Lorong-lorong Gedung Parnassus kini jauh lebih hidup dibandingkan malam sebelumnya. Orang-orang tampak mengobrol dengan teman-temannya, saling berbagi cerita atau hanya berjalan santai. Arion berjalan melewati mereka, tetapi pikirannya mengarah ke hal lain. Di sisi kanan lorong, jendela-jendela besar memperlihatkan pemandangan lapangan The Classeirs yang luas. Langkahnya terhenti.
Dari kejauhan, Arion bisa melihat sosok Aston dan Valhalla. Keduanya sedang berjalan menjauh dari hutan yang tampaknya baru saja mereka datangi. Bersama mereka ada seorang wanita berambut merah menyala, tampak identik dengan Valhalla. Ketiganya bergerak dengan keseriusan yang terasa bahkan dari jarak ini—gerakan yang kaku, langkah-langkah yang terukur. Namun, Arion tidak perlu mendengar kata-kata mereka untuk tahu ada sesuatu yang sedang terjadi.
Sekilas, semuanya tampak biasa. Para pengajar yang kembali dari tugas. Tapi ada sesuatu yang membuat Arion menahan napas. Suara-suara dalam benaknya, seperti bisikan yang terlalu samar untuk ditangkap, namun cukup jelas untuk memicu firasat yang tak nyaman. Perasaan itu muncul tiba-tiba, seperti gelombang dingin yang merambat di punggungnya. Seolah dia telah berada di ambang kegelapan yang lebih dalam daripada yang bisa dilihat siapa pun.
Sebelum pikirannya benar-benar terperangkap dalam kegelapan itu, Arion menarik napas panjang dan berpaling.

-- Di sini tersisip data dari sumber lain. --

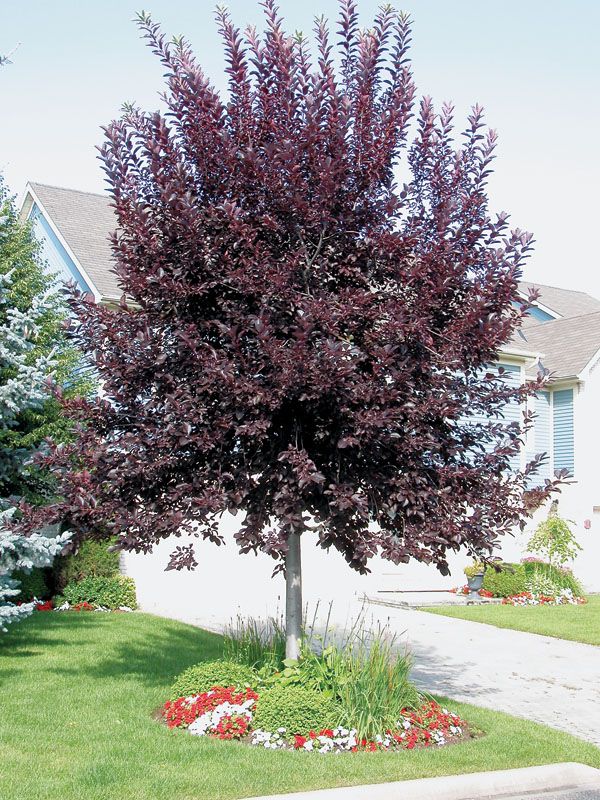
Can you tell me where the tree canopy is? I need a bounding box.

Bukan saatnya sekarang, pikirnya. Pintu kamar mandi di ujung lorong tampak ramai, banyak siswa keluar masuk. Mungkin itulah tempat yang dimaksud oleh Ferus. Dia harus mandi dan fokus.

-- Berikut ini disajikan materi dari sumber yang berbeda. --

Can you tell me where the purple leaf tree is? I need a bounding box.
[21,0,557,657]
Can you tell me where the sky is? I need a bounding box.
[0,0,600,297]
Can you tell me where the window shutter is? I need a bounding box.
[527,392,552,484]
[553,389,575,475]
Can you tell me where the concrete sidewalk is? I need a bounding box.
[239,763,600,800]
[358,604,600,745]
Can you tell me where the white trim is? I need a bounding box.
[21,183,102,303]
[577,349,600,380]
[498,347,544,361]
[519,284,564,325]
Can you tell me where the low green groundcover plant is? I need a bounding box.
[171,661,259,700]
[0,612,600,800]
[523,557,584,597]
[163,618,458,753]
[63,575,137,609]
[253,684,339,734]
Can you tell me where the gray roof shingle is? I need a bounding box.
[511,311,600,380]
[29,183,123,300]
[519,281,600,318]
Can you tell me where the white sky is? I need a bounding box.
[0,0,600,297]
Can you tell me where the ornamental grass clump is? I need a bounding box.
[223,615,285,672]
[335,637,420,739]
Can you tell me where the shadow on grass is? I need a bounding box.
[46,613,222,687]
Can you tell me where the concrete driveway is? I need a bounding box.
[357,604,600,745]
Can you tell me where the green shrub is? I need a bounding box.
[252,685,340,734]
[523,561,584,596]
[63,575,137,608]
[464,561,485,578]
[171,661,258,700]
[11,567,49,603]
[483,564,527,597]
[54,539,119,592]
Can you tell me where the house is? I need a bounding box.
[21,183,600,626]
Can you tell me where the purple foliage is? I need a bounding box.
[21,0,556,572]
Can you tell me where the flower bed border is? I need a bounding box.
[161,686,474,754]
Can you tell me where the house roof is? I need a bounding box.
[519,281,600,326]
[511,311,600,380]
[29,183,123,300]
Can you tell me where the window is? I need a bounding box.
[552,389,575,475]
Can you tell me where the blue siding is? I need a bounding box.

Namun, bahkan saat kakinya melangkah menuju kamar mandi, ada sesuatu di belakang pikirannya yang terus berbisik, menyisakan jejak yang tak bisa diabaikan. Dia tahu, meski tidak mengatakan apa-apa, ada kaitan antara langkah-langkah mereka yang serius dan apa yang akan terjadi nanti. Atau, mungkin, apa yang sudah mulai bergerak—sesuatu yang sudah lama menunggu, menanti momen yang tepat.